Privacy Preserving Stream Analytics: The Marriage of Randomized Response and Approximate Computing
This addresses privacy concerns for users in stream processing applications, though it is incremental as it builds on existing techniques.
The paper tackles the problem of preserving user privacy while enabling high-utility, low-latency stream analytics by introducing PRIVAPPROX, a system that combines sampling and randomized response to achieve zero-knowledge privacy guarantees tighter than differential privacy and near real-time processing.
How to preserve users' privacy while supporting high-utility analytics for low-latency stream processing? To answer this question: we describe the design, implementation, and evaluation of PRIVAPPROX, a data analytics system for privacy-preserving stream processing.

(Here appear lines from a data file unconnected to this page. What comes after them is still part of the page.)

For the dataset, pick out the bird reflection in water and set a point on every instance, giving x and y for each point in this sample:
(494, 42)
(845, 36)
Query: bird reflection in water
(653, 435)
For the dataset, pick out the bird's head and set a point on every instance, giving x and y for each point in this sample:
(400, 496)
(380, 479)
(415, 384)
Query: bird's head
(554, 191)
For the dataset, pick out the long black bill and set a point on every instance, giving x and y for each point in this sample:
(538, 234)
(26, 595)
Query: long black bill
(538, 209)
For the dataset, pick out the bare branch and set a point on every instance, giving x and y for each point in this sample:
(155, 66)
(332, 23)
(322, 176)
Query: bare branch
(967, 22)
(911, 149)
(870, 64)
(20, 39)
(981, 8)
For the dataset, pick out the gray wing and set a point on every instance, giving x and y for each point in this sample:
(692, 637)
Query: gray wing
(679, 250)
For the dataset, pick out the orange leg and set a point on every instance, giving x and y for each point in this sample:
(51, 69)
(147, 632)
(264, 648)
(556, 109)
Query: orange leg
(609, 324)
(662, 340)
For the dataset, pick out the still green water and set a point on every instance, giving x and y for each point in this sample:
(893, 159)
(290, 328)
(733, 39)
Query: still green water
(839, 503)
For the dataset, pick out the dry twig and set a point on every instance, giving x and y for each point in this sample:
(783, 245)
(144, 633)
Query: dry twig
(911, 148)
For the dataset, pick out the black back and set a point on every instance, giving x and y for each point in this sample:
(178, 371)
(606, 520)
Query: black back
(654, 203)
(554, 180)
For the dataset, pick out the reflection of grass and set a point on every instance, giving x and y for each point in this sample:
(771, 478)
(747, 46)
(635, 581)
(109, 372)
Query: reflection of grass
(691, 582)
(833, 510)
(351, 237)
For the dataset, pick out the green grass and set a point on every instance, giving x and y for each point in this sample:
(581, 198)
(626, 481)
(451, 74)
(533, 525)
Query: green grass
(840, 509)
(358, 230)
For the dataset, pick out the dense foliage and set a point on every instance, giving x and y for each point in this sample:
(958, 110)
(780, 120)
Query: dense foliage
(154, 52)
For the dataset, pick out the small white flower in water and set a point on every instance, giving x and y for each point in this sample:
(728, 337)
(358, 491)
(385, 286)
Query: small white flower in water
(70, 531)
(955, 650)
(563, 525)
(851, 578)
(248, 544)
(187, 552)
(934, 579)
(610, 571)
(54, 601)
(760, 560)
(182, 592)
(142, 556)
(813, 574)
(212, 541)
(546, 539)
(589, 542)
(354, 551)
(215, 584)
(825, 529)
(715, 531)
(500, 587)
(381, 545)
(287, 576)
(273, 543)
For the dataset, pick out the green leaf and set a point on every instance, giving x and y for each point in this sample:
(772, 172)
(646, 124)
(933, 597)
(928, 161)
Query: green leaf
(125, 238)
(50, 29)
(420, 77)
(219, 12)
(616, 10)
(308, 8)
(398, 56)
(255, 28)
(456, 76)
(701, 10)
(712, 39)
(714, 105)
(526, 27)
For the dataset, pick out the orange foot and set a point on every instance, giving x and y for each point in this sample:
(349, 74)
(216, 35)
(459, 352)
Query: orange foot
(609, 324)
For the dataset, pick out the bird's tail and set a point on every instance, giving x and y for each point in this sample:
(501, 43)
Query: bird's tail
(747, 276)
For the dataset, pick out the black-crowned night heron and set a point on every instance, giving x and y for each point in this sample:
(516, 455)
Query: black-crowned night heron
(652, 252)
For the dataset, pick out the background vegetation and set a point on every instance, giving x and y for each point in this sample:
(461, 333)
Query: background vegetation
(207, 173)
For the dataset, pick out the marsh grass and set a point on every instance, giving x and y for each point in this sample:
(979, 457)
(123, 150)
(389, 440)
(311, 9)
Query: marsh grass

PRIVAPPROX provides three properties: (i) Privacy: zero-knowledge privacy guarantees for users, a privacy bound tighter than the state-of-the-art differential privacy; (ii) Utility: an interface for data analysts to systematically explore the trade-offs between the output accuracy (with error-estimation) and query execution budget; (iii) Latency: near real-time stream processing based on a scalable "synchronization-free" distributed architecture. The key idea behind our approach is to marry two existing techniques together: namely, sampling (used in the context of approximate computing) and randomized response (used in the context of privacy-preserving analytics). The resulting marriage is complementary - it achieves stronger privacy guarantees and also improves performance, a necessary ingredient for achieving low-latency stream analytics.